# The Good Lord Must be Confused



## toppin (Apr 2, 2008)

The Good Lord has got to be confused! All these archery bear hunters spent months praying for a warm spring so they could get their baits going early....and then BAM....we all get hit with NO spring baiting. Now we're all changing it up and asking the good lord for lots of snow to keep the bears denned up so we don't have to shoot a rubbed up bear! Gotta be a tough job answering prayers!

Anyway, I have 11 bear points and should be able to draw pretty much any area. I really wanted to cash in my points this year and I can't hunt the fall because I have too many other hunts going on.
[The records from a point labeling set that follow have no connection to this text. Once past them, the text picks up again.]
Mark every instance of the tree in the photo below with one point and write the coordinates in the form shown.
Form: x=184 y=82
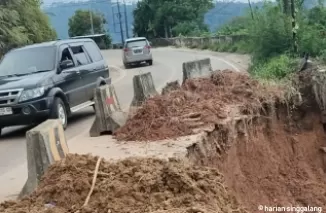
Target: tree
x=166 y=18
x=80 y=23
x=23 y=22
My number 1 goal is to get a good color-phase rug and kill it with my bow. (I've killed a couple average size black bears in Idaho and Montana). I really wanted to hunt it over bait (I would love the whole experience), but with all the warm weather, I'm worried the bears will be all rubbed up by the time June rolls around. For the first time, I'm considering using dogs on the early hunt. 

Does anyone have any recommendations for good houndsmen? (Guides or those that just like to run). If I go this route, I am open to choosing an area the houndsmen likes to run, but I will need to get everything planned this month before the application is submitted. If anyone has some good references for houndsman, I would appreciate the info so I can do a little research. Thanks guys!


----------